Start with a couple… that your dream clients would be on. If you’re sure they are on Facebook and Pinterest, start with those two. Whatever two you pick make sure to consistently update it, otherwise, it will look like you’re out of business and disengage. So no bueno. 

*My top pick for a platform to start on and master is Pinterest. It's not a social media platform as much as it is a visual search engine. You can automate much of the process (score!) and get in front of your dream clients who typically are six-figure earners! There's a Masterclass in the Society to show you how to do that!

Pinterest

  • Set up a Pinterest account for Business 
  • Verify your account
  • Upload logo or profile picture of your smiling face
  • Fill in basic bio information
  • Create boards in categories (Portfolio, Home Office, Color Inspirations, Bedrooms, Windows, Doors, Stairs, etc.) that your audience would search for. Hint: Keywords matter.
  • Follow Other Pinners & comment on their pins.
  • Pin to your boards from your website to a board just for your website (and maybe even create once for all of your blog posts, too!).
  • Pin items as the trusted resource for your potential clients.
  • Include descriptive keywords in the description of your individual pins, so people searching for specific items (like “#whitebedroom”) will be able to find your item if it applies. 
  • It’s very important if you’re pinning to your own content to make sure it links back to your website.
Facebook
  • Create a Facebook Page for your business (not a personal profile, but you must have a personal profile to create a Page).
  • Put your URL in the ‘About’ section on FB page
  • Upload Timeline Cover Image
  • Upload a profile picture of your smiling face
  • Invite your friends and colleagues to like your page 
  • In the About section be sure to include contact info like your company website
  • Like other Facebook pages as your business page and comment on them as your business page.
  • Be consistent. Aim to post on Facebook once a day.
  • Make sure you balance your business posts by posting much more about things of general interest. Follow the 80/20 rule: 80% of your posts should be good, useful content; 20% or less should be self-serving. A self-serving post is anything that directly helps your business, such as a  something you’re selling.
The Daily Tasks Once You've Got Your Foundation In Place

Know that the above guide is the overall plan, but know that there is some other stuff you'll need to work out like how much to charge for your design services and what your signature design process looks like for you.

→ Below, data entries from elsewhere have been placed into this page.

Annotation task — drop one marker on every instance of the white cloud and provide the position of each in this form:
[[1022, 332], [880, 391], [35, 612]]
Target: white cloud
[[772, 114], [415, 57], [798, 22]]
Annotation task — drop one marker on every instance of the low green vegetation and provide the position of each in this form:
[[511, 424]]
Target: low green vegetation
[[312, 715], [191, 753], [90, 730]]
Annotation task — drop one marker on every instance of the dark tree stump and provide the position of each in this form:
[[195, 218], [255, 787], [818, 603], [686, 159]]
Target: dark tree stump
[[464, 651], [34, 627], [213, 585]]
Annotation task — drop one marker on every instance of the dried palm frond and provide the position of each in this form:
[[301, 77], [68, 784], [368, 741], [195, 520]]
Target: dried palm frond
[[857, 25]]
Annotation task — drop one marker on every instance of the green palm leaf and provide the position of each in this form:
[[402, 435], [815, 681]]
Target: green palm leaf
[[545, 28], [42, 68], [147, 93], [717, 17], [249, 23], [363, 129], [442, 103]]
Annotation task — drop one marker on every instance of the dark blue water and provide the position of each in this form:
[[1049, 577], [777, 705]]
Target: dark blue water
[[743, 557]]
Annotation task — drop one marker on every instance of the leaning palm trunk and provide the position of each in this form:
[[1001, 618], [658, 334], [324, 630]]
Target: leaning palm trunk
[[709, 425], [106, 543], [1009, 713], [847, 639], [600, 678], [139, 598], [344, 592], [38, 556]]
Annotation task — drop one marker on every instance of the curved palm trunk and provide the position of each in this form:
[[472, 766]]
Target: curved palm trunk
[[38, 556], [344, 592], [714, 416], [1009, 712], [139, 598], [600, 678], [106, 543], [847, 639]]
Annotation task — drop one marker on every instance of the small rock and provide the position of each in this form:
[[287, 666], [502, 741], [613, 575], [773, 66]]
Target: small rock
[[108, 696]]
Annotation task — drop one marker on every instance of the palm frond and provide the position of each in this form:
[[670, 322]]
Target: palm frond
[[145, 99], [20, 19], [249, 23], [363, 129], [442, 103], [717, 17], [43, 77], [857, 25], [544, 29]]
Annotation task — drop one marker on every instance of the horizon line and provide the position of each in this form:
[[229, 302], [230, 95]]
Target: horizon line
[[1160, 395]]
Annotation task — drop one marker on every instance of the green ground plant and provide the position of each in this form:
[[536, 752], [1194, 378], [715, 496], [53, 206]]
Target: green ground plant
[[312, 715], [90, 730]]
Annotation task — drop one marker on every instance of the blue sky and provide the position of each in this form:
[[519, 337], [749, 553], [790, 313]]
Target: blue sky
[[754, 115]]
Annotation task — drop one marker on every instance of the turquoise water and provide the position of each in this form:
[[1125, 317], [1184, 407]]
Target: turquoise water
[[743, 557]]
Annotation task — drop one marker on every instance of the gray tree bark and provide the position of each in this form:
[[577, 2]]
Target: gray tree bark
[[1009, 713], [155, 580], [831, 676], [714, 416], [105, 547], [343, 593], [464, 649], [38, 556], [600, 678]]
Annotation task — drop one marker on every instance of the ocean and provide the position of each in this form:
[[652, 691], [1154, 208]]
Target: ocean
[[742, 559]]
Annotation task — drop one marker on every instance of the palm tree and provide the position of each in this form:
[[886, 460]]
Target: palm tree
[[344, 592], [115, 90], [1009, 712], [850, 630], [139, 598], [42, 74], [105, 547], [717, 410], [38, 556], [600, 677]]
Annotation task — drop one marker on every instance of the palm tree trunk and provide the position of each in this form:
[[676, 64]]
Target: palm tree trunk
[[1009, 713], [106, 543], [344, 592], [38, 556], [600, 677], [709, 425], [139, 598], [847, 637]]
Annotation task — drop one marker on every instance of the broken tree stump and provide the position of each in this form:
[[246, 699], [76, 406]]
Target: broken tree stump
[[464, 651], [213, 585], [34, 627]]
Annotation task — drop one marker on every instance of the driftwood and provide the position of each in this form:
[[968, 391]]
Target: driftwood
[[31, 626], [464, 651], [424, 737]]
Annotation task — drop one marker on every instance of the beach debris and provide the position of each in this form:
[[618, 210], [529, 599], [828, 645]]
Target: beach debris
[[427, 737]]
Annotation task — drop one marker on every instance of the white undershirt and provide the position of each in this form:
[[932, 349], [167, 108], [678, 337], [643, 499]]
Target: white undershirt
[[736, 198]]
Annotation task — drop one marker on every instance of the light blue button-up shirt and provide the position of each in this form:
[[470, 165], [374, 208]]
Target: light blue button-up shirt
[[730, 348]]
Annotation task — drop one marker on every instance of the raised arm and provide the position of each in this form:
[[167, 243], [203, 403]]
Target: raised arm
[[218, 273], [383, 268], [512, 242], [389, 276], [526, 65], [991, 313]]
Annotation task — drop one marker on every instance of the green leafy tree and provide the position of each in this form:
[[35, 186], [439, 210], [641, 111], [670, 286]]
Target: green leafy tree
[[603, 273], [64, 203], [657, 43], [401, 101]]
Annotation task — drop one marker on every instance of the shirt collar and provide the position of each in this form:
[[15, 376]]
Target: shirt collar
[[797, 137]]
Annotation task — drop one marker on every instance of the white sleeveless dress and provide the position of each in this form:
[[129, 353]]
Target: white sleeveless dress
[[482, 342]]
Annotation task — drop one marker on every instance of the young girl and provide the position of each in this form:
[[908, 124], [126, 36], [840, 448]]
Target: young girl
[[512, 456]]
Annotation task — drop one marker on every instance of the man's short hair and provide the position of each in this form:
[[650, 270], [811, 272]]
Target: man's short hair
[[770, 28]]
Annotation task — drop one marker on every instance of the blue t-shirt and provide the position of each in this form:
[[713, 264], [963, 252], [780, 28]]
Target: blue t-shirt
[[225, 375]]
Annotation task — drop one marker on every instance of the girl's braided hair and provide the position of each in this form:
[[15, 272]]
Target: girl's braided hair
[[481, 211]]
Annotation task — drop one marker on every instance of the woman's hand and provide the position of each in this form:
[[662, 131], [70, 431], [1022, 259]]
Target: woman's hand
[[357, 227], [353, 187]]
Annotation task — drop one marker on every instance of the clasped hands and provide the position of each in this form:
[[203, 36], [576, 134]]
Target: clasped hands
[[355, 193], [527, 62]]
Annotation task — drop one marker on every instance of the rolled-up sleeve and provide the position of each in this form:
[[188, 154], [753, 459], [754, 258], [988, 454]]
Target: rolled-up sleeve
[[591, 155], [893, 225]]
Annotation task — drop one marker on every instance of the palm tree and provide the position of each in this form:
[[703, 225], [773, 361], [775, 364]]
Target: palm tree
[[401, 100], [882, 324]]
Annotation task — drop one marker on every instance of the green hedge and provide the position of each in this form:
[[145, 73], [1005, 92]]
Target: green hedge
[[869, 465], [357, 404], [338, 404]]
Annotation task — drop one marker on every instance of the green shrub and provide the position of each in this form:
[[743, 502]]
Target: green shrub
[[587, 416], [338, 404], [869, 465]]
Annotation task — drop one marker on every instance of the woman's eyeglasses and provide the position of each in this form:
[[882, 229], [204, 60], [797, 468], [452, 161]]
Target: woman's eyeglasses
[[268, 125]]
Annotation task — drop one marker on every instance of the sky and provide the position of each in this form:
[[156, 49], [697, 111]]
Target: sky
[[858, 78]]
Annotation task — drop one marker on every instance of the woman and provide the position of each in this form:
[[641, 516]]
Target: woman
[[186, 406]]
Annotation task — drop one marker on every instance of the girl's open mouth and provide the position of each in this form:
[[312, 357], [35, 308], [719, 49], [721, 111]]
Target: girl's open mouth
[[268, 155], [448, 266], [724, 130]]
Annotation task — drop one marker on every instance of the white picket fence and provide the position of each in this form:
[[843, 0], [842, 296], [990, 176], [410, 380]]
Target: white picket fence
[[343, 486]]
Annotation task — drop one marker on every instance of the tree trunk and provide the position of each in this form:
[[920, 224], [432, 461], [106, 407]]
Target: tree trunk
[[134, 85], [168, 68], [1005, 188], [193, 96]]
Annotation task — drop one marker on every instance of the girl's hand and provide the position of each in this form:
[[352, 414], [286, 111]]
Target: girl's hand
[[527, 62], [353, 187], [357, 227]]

Once you have your foundation in place the best way to find your rhythm for your daily tasks is to set aside certain days of the week for certain tasks and chunks of time throughout your day for specific tasks. 

You also should think about how your energy is throughout the day. I'm the best in the morning and later in the day. In the middle of the day, I'm zapped and my brain doesn't like to work. 

When you know your best times of the day to get things done are for you, you can use that to structure your day.

  • Maybe it means that Tuesday thru Thursday mornings are when you work on client projects. 
  • Maybe it means you don't work on client projects, or take client meetings on Monday and Fridays. 
  • Maybe it means that in the afternoon you work on your marketing tasks like scheduling social media, interacting on social media, writing blog posts, creating images to share on social media or writing your newsletter. 

The key to coming up with a schedule that helps you to be more productive is to know your energy levels and know what you need to work on.